Folha - Democracias de massa
são um fenômeno novo e ainda
desconhecido, é isso?
Wanderley Guilherme - Sim.
Vou dar um exemplo. Margareth
Tatcher, do ponto de vista da análise convencional, durante todo o
período em que foi reacionária,
antipopular, dura, a dama-de-ferro, durante esse período em que
dizimou os sindicatos e liderou o
desmonte de uma constelação de
poderes que tinha uma dinâmica
já conhecida e estudada, ela teve o
apoio daqueles que sofreram
muito com isso. Quando a Inglaterra começou a se recuperar,
quando passou a ter voz outra vez
na comunidade européia, enfim,
quando o país passou a colher os
frutos daquele governo, Tatcher
perdeu o apoio popular. Que fenômeno é esse? Não sabemos explicar.

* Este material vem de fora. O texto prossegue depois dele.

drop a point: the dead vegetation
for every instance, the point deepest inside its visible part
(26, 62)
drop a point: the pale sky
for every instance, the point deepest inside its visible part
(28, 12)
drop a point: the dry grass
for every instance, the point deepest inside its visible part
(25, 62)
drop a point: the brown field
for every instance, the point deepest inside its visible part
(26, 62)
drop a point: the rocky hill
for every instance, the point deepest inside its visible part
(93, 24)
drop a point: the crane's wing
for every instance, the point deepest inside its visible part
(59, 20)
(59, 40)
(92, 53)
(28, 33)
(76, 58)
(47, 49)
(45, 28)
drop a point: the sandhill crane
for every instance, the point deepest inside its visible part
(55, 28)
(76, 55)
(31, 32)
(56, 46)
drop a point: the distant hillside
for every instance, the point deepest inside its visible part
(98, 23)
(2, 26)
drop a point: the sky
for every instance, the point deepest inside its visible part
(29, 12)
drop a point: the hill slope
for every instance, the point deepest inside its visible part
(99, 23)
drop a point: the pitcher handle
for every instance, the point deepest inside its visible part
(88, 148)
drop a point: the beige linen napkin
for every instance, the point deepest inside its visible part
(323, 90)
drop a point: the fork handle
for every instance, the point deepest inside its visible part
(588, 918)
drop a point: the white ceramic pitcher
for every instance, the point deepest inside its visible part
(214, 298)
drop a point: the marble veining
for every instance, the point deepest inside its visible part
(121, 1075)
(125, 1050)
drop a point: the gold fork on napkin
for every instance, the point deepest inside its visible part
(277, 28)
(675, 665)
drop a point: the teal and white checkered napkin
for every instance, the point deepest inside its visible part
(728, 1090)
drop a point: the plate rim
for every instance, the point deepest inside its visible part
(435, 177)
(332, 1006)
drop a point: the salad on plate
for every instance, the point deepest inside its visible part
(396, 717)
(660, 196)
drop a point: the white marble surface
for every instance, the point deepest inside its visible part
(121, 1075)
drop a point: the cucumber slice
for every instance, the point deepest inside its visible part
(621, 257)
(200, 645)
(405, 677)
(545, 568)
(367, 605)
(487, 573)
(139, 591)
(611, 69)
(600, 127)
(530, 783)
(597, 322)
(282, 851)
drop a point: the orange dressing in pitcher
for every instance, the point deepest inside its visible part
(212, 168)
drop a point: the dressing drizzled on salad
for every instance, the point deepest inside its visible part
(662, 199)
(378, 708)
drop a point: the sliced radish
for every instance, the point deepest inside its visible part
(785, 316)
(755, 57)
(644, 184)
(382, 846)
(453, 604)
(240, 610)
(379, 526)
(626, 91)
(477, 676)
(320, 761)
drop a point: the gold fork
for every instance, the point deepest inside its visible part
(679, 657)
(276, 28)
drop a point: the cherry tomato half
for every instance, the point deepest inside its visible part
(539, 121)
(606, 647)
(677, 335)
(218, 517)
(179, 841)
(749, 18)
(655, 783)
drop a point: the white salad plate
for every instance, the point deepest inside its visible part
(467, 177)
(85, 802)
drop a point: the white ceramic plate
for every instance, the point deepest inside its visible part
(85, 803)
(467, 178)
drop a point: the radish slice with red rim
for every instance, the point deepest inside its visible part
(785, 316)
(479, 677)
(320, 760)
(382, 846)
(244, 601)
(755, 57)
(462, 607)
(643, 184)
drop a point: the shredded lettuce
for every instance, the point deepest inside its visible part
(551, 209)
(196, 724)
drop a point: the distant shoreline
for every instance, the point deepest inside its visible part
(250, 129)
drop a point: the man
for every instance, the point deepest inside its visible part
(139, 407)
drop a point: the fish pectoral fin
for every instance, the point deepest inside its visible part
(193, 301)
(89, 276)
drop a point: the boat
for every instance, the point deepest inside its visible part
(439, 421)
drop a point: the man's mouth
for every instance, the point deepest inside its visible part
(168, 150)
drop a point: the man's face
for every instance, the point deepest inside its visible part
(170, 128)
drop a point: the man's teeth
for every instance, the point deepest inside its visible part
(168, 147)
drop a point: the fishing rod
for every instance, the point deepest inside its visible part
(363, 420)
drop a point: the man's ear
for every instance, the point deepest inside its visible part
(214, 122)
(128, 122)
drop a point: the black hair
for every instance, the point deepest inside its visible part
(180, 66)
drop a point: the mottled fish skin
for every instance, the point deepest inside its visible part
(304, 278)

A anatomia da sociedade
contemporânea é distinta do que
era até há pouco. Continuamos a
chamar de fígado o que não é
mais fígado. Essa é a agenda das
ciências sociais contemporâneas,
para a qual não estamos prestando muita atenção.
Folha - O sr. está atribuindo ao
momento atual uma mutação
de larga escala, civilizacional.
Wanderley Guilherme - A mudança é enorme, estamos diante
de algo muito inédito. Nos habituamos a chamar de democráticos países que tinham apenas sistemas representativos. Estavam
excluídos dessa representação,
que chamo de oligárquica, uma
massa enorme, por barreiras de
cor, de idade, de renda, de gênero,
de estado civil, de religião. Ninguém participava, só os oligarcas,
e para eles o sistema era universal.
Na Inglaterra, por exemplo, só em
1918 os homens adultos adquirem
a universalidade do voto, que até
então tinha barreiras de renda; as
mulheres só passam a votar em
1923. Na Suíça, as mulheres só
passam a poder votar em 1971. Alguns intelectuais, como Samuel
Huntington, acham que estamos
vivendo a terceira onda democrática. Que terceira? Estamos começando a primeira ainda.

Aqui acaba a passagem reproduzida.